There are actually two sand dune destinations in Mui Ne, the White and Red San Dunes. The Red Sand Dunes were nearer the resort town. Since it was about to hit lunch time, the sun was high, so we decided to go after eating. Our lunch venue was nearer the White Sand Dunes, so at 2PM, we headed out to the grander sand dune.
There was a lake beside the White Sand Dune, which made the place more amazing. The landscape was beautiful. I didn't feel like we were in Vietnam, nor in Africa. We hurried down the van and walked towards the vast whiteness.
I was left speechless as I set foot on the sand. I covered myself with a sarong, and walked on the blistering hot sand. And the sand went on and on into the horizon. I didn't even see the end of it. I made it up to a peak, to get a better view of the place. It was spectacular. It really had that Sahara feeling, but in South East Asia. Our sand dunes in Ilocos do not compare.
The sand shifted every now and then, because of the strong winds, hence the spectacular dune formations.
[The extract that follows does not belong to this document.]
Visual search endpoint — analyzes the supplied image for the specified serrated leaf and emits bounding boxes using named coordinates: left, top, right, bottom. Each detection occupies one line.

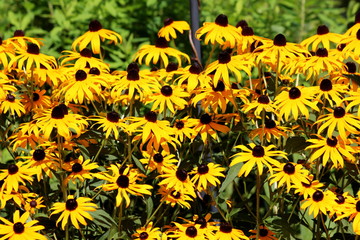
left=219, top=164, right=241, bottom=193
I like the white sand dunes because it was really bigger in area.
Sand sledding was a popular activity here. We were followed by a local who didn't stop at offering us a sand sled to rent. I saw one of the travellers try the sand sled, and they didn't quite go down smoothly on a slope. So, I thought it was not worth it. I wanted to roll on slope more, than using a sled. In the end, I ran down a steep slope. It was hot, but it was fun.
We didn't explore the entire area anymore, because it was getting way too hot, and we didn't know where it would end. I didn't want us to get all tired, so we decided to go back to our van at 5PM, and catch the sunset a the Red Sand Dunes. We were surprised that we spent almost 3 hours on the dunes, taking all sorts of pictures and admiring the view. There was also a lake in the middle of the sand dunes, sort of like an oasis, where some trees offered a bit of shade.
Very satisfied with our dune experience, we moved to the Red Sand Dunes, that was nearer the coastline, and which promised a great view of the sunset and the sea. However, when we arrived there, we were greeted by hundreds of Vietnamese tourists, probably on a company excursion. They were running around, shouting and just getting wildly excited at the dunes.
We walked further away from them towards the sea. But the sun was already setting, and again, the sand seemed endless. So we stopped at a spot and just admired the sunset from there.
Though the Red Sand Dunes were more dramatic because of its setting and color (more like saffron), I liked the White Sand Dunes because it was grander.
Well, that ends our tour of Mui Ne. We would be going back to Saigon the next day after lunch for our last night in Vietnam. Mui Ne is a very interesting destination only 3 hours away from Saigon. There are other scenic spots in the area, but some of them were closed, like the Fairy Steam (I didn't understand the reason why they were closed). And with great food as usual, Mui Ne was indeed a good choice. I'm glad we came here. You'll never know until you experience it yourself.